WASHINGTON (Reuters) - The Bush administration's strategy of having major lenders help design its plan to handle the subprime mortgage crisis means that it will avoid most litigation -- but not all, according to lawyers who specialize in constitutional and contract law.

"Can there be legal challenges based on it? I think that there can," said Don Chase of the New York firm Morrison Cohen LLP. "To the extent that you're compelling a segment of people to essentially swallow the loss ... there's a constitutional argument to be made there."

"Any time that you're talking about billions of dollars being lost in the market, there's the smell of lawsuits," he said.

The plan, which Treasury Secretary Henry Paulson announced on December 4, would freeze rates on subprime adjustable rate mortgages for borrowers who cannot afford a loan's built-in interest rate spike.

Many of the people whose interest rates will be frozen would have been contractually obligated to pay higher rates but they would also avoid foreclosure -- which means the homeowner is out in the cold but also means the lender is responsible for an empty house instead of receiving a steady flow of cash.

"You start from the point that the president and officials are negotiating with lenders and others about what they would expect," said Chase. "They (lenders) may decide that this is better than nothing (foreclosure) or that this is a reasonable compromise."

"I'm sure there are people with calculators trying to figure out how this will affect them," he said.

LEGAL COVER

Barry Sher, of the law firm Paul Hastings, said owners of mortgage-backed securities may well file suit. "You're likely to have litigation over the plan because you are altering contractually established rights," he said.

The plan has been endorsed by the American Securitization Forum, which represents investors and mortgage securitizers.
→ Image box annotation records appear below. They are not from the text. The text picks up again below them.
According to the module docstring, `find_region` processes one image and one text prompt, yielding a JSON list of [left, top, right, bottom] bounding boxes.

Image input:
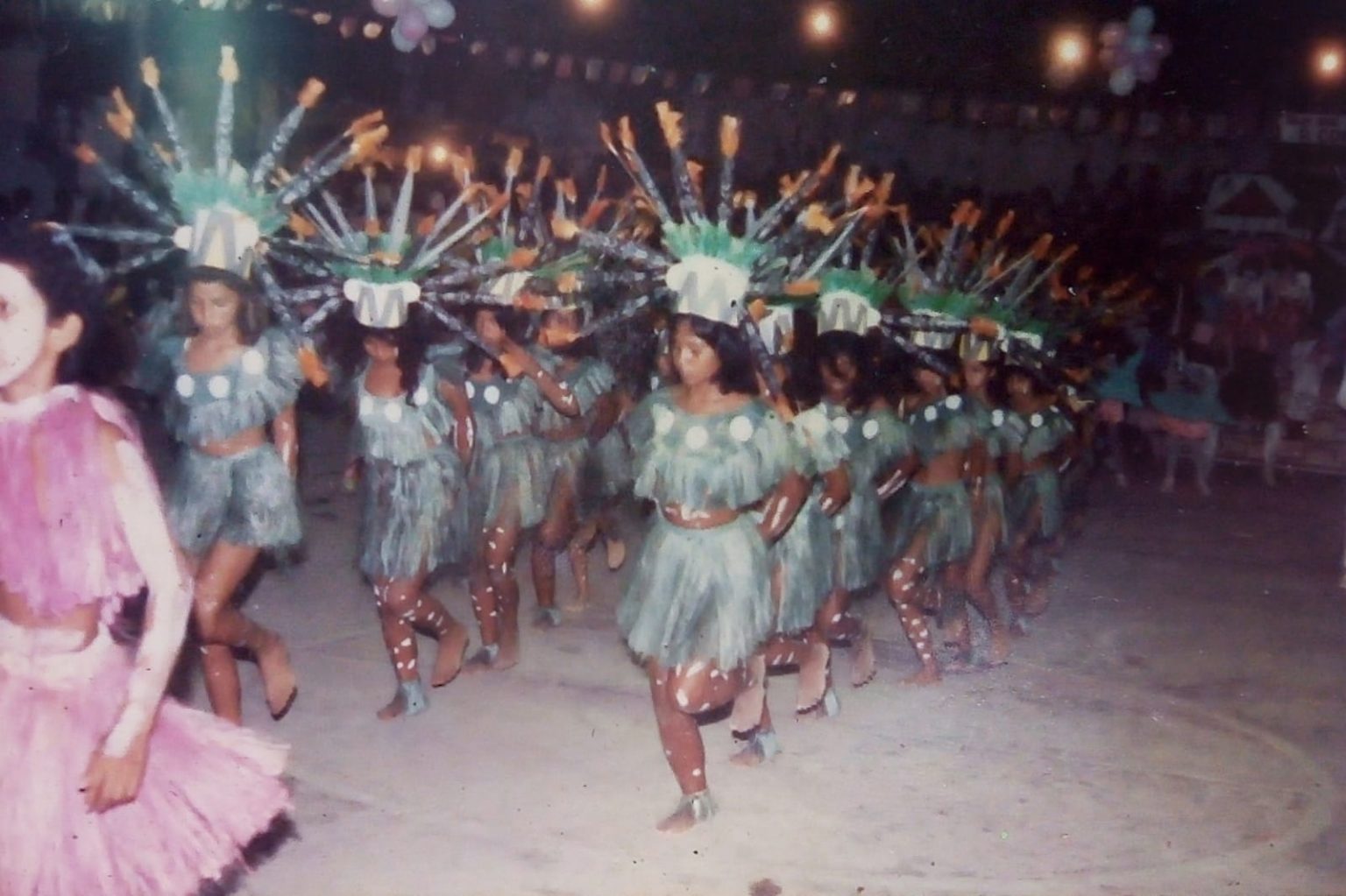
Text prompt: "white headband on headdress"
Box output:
[[173, 204, 261, 277], [818, 289, 883, 336], [756, 306, 794, 356], [342, 279, 420, 329], [485, 271, 533, 306], [663, 256, 748, 324]]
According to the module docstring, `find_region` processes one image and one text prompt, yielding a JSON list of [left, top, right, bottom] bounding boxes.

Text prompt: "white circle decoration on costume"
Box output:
[[242, 342, 266, 368], [730, 414, 754, 441], [796, 407, 828, 439], [653, 405, 673, 436]]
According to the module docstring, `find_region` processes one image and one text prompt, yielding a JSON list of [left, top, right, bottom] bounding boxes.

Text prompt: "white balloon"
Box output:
[[422, 0, 457, 28]]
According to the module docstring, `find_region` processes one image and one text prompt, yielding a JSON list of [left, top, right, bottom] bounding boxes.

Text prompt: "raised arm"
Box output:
[[85, 424, 191, 811]]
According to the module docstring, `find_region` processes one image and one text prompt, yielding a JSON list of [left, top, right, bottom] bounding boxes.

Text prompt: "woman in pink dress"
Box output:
[[0, 222, 289, 896]]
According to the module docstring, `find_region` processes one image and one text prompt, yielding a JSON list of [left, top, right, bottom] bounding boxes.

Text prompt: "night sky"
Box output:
[[4, 0, 1346, 110]]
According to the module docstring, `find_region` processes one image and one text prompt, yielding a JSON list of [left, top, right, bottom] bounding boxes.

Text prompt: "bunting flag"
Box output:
[[145, 0, 1249, 146]]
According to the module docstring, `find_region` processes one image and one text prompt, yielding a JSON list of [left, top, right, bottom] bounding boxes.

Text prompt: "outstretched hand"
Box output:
[[80, 732, 149, 813]]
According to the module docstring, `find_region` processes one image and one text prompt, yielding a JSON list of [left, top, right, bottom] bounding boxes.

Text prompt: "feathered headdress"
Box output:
[[559, 102, 857, 392], [70, 46, 387, 307], [273, 146, 503, 342]]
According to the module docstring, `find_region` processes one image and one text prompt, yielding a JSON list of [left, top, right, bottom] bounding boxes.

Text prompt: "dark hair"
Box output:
[[322, 306, 436, 404], [463, 304, 532, 372], [178, 265, 271, 346], [816, 329, 879, 410], [0, 222, 131, 387], [673, 314, 758, 396]]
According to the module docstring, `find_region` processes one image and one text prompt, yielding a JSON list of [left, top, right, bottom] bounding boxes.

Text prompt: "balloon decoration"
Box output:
[[370, 0, 457, 53], [1100, 7, 1172, 97]]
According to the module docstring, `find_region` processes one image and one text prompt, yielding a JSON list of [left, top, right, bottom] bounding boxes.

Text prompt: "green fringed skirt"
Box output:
[[771, 487, 834, 635], [1008, 467, 1065, 538], [616, 514, 773, 670], [168, 442, 303, 555], [896, 482, 974, 569], [359, 445, 469, 580]]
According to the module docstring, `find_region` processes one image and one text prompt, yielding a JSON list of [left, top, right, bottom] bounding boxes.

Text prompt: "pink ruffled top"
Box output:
[[0, 386, 145, 619]]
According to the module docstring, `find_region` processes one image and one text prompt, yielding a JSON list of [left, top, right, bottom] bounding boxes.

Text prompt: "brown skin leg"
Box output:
[[194, 542, 297, 721], [1005, 503, 1042, 635], [483, 517, 522, 670], [884, 532, 939, 685], [593, 507, 626, 572], [645, 660, 746, 831], [530, 476, 577, 610], [763, 628, 832, 715], [813, 588, 879, 688], [964, 505, 1010, 666], [374, 573, 467, 718], [941, 564, 972, 666]]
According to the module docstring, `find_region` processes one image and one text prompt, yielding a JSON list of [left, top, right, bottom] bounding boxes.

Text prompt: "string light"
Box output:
[[804, 3, 839, 40], [1314, 45, 1346, 82]]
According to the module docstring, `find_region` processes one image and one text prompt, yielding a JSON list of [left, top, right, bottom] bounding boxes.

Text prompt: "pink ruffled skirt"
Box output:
[[0, 619, 291, 896]]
Their support is expected to give some legal cover in the case of suits.

Joshua Schwartz, of the George Washington University law school, argued that the sheer expense of foreclosing and the stringent criteria to take advantage of the rate freeze meant that lenders would be major beneficiaries of the plan.

"My first inclination would be to say: What bailout?," he said, adding that the plan was negotiated rather than imposed by the government, that it was voluntary and that most people in trouble over their mortgages were not covered.

"The government encouraging banks to renegotiate loans isn't unconstitutional even if it reduces the value of mortgage-backed securities," he said. "It's not real clear to me there's a legal violation."

"Smart lenders don't like foreclosing," he said. "They need to be able to do it but, the idea is that there's some sweet spot where it's better for the industry to renegotiate rather than foreclose, so to some extent this is the industry doing what is in their self interest."